Doctor of Education (EdD)

Abstract

The overall objective of this study was to gather basic information about livestock programs in the Ivory Coast, and to determine factors that may be impeding the successful accomplishment of these programs. One hundred and two livestock producers were interviewed--72 who were members of SODEPRA and 32 who were not. The data from the field study were coded onto computer sheets and transferred to punched cards and percentages and Chi-Square Values were calculated. The major dependent variable, membership in SODEPRA, was related to the independent variables in the study. Chi-Square values were used to determine if there was a significant difference for each of the independent variables when compared on membership in SODEPRA. The .20 level of probability was used to establish the significance of the relationship. The case study approach was also used to analyze the activities of the CRZ and the SODEPRA. The findings show that the Mande, the Senoufo and the Lobi were the main groups involved in livestock production in the north. The high rate of illiteracy created a problem in promoting livestock production.
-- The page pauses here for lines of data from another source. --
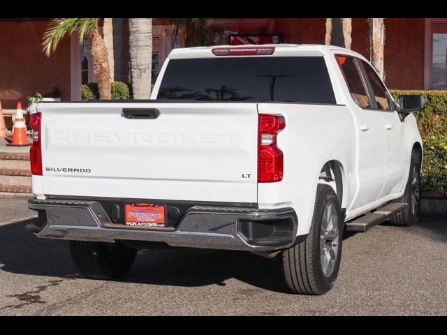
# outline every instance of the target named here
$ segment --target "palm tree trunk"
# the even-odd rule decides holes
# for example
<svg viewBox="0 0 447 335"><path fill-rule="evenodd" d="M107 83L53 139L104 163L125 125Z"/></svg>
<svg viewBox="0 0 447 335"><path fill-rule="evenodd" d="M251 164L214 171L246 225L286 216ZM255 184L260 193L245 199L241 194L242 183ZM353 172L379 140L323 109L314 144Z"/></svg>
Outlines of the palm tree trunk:
<svg viewBox="0 0 447 335"><path fill-rule="evenodd" d="M152 70L152 19L129 19L131 77L134 99L148 99Z"/></svg>
<svg viewBox="0 0 447 335"><path fill-rule="evenodd" d="M110 81L114 81L115 76L115 57L113 47L113 19L112 17L105 17L103 25L103 36L104 43L107 47L107 55L109 59L109 69L110 73Z"/></svg>
<svg viewBox="0 0 447 335"><path fill-rule="evenodd" d="M90 52L93 56L93 69L98 82L98 90L101 100L112 98L110 87L110 71L105 43L98 33L91 35Z"/></svg>
<svg viewBox="0 0 447 335"><path fill-rule="evenodd" d="M369 57L382 80L385 81L383 69L383 51L385 50L385 24L383 19L369 19Z"/></svg>
<svg viewBox="0 0 447 335"><path fill-rule="evenodd" d="M351 19L326 19L326 45L351 49Z"/></svg>

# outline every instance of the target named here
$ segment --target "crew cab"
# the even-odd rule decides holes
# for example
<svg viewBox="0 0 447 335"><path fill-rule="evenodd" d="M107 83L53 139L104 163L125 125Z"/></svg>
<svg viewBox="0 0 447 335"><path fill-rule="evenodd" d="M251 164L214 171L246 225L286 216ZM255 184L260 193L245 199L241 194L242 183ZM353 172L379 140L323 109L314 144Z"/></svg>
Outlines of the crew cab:
<svg viewBox="0 0 447 335"><path fill-rule="evenodd" d="M139 248L238 250L321 295L344 230L417 221L423 107L344 48L175 49L148 100L38 106L29 228L70 240L87 278L123 276Z"/></svg>

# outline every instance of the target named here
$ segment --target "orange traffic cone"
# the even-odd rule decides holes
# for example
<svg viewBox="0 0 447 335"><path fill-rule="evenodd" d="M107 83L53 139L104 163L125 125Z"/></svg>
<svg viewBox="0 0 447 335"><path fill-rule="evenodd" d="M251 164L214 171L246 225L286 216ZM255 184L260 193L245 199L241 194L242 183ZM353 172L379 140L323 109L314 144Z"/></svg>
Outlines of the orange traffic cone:
<svg viewBox="0 0 447 335"><path fill-rule="evenodd" d="M25 126L25 119L23 118L23 110L22 110L20 101L17 103L17 112L15 112L15 121L13 130L13 142L11 144L7 144L6 145L11 147L25 147L27 145L31 145L31 143L28 144L27 126Z"/></svg>
<svg viewBox="0 0 447 335"><path fill-rule="evenodd" d="M3 110L1 109L1 101L0 101L0 138L7 137L6 126L5 125L5 118L3 116Z"/></svg>

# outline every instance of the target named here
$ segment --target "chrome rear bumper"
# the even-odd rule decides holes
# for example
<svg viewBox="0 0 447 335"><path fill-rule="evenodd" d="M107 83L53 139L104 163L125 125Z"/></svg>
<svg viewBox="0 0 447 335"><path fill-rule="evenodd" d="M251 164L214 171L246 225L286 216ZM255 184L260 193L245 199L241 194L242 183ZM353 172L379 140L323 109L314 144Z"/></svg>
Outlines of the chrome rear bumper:
<svg viewBox="0 0 447 335"><path fill-rule="evenodd" d="M114 242L164 242L171 246L274 251L293 244L298 218L292 208L260 209L193 206L175 228L141 229L113 223L98 201L33 199L39 221L28 228L39 237Z"/></svg>

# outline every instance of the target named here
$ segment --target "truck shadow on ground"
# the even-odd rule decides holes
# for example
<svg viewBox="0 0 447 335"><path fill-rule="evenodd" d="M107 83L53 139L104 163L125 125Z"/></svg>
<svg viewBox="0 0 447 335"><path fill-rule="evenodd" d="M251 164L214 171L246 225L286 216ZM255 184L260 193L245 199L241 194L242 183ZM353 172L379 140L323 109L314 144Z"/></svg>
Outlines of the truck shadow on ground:
<svg viewBox="0 0 447 335"><path fill-rule="evenodd" d="M446 221L425 221L414 228L415 234L422 231L432 238L447 241ZM355 234L345 234L344 239L353 236ZM68 244L66 241L39 239L23 224L0 227L0 271L79 278ZM225 286L226 281L235 278L257 288L286 292L279 258L271 260L239 251L144 250L139 251L132 269L119 281L197 287Z"/></svg>

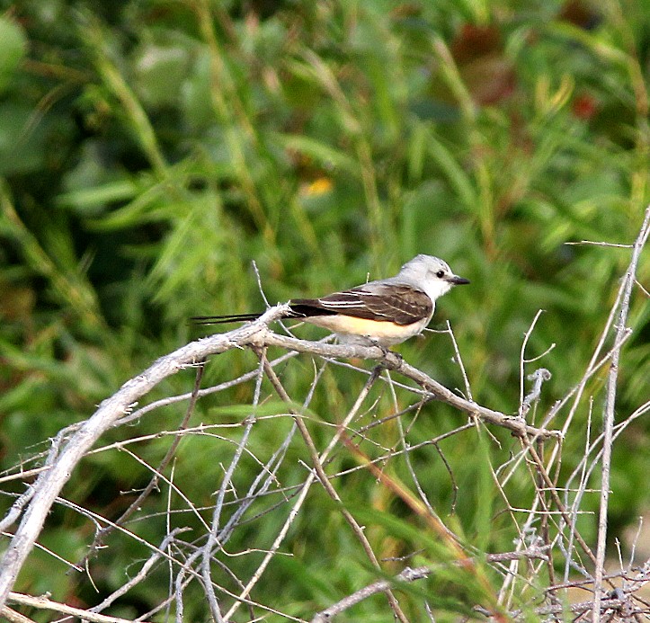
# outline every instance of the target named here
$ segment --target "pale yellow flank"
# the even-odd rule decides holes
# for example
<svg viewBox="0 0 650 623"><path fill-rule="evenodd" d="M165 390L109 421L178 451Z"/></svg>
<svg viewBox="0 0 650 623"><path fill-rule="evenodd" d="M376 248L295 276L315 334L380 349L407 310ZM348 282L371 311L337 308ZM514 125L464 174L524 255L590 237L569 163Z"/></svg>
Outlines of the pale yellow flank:
<svg viewBox="0 0 650 623"><path fill-rule="evenodd" d="M343 314L314 316L305 318L305 321L329 329L340 335L353 335L355 338L366 337L382 346L390 346L422 333L429 324L431 317L429 316L410 325L396 325L390 321L368 320Z"/></svg>

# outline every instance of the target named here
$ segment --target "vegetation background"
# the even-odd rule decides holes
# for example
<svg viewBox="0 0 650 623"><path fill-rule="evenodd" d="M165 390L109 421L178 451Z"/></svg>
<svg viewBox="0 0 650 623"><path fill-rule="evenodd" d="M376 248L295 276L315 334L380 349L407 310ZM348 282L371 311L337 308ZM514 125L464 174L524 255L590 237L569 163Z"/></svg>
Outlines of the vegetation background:
<svg viewBox="0 0 650 623"><path fill-rule="evenodd" d="M650 201L648 3L18 0L0 8L2 469L196 338L190 316L263 309L254 260L274 303L387 276L418 253L439 255L472 282L440 302L433 325L451 321L475 399L516 413L520 351L539 309L530 352L556 344L541 360L553 378L540 412L582 377L630 251L565 243L629 245ZM647 254L639 281L648 289ZM648 399L650 310L640 289L630 325L622 414ZM427 334L400 352L461 387L446 337ZM206 382L244 371L243 360L250 364L240 352L210 361ZM307 387L309 369L289 386ZM604 378L592 379L593 396ZM156 396L188 391L192 378L179 374ZM337 370L312 408L335 421L361 382ZM219 408L200 403L197 422L232 416ZM596 397L595 432L601 411ZM586 427L589 415L585 405L573 425ZM130 434L177 420L165 411ZM457 424L439 405L414 430L424 440ZM626 529L650 505L649 431L639 418L614 449L612 544L629 543ZM446 468L423 456L428 493L483 547L507 550L512 534L489 521L482 448L467 436L447 456L461 489L484 490L452 502ZM159 449L152 442L142 452ZM567 443L563 466L583 453ZM191 458L176 478L208 504L214 486L195 475L209 474L215 458L205 445ZM147 479L120 452L97 455L67 496L115 518L124 492ZM378 513L394 503L371 478L337 486ZM22 491L13 481L0 504ZM598 508L597 494L583 508ZM262 601L286 587L283 606L297 616L373 577L337 513L317 499L310 509L289 547L297 560L258 586ZM595 517L581 521L592 543ZM41 542L78 560L88 530L58 508ZM399 550L388 525L373 530ZM90 583L44 575L43 565L59 563L34 554L18 589L98 601ZM110 565L93 579L100 594L123 583ZM143 591L120 611L146 611L166 591ZM186 608L188 620L205 616L200 600ZM372 603L364 608L357 620L386 620Z"/></svg>

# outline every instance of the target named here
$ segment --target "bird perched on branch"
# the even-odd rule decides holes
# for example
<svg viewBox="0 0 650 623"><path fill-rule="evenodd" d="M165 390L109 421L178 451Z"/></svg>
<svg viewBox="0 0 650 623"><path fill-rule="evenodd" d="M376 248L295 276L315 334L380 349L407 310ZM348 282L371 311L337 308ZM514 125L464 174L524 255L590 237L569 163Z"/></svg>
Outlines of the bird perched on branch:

A lack of motivation among livestock producers was noted. Four main breeds were raised in the Ivory Coast and natural grazing was the most popular method of feeding the ruminants, resulting in a relatively low average weight of the cattle. The producers faced many problems, disease being the most important one. The interaction between CRZ and SODEPRA was limited. This thesis suggests that livestock production in the Ivory Coast must go from a traditional type to a more modern type of production using an extension approach. The basics for an effective and efficient system are present, but much improvement is needed.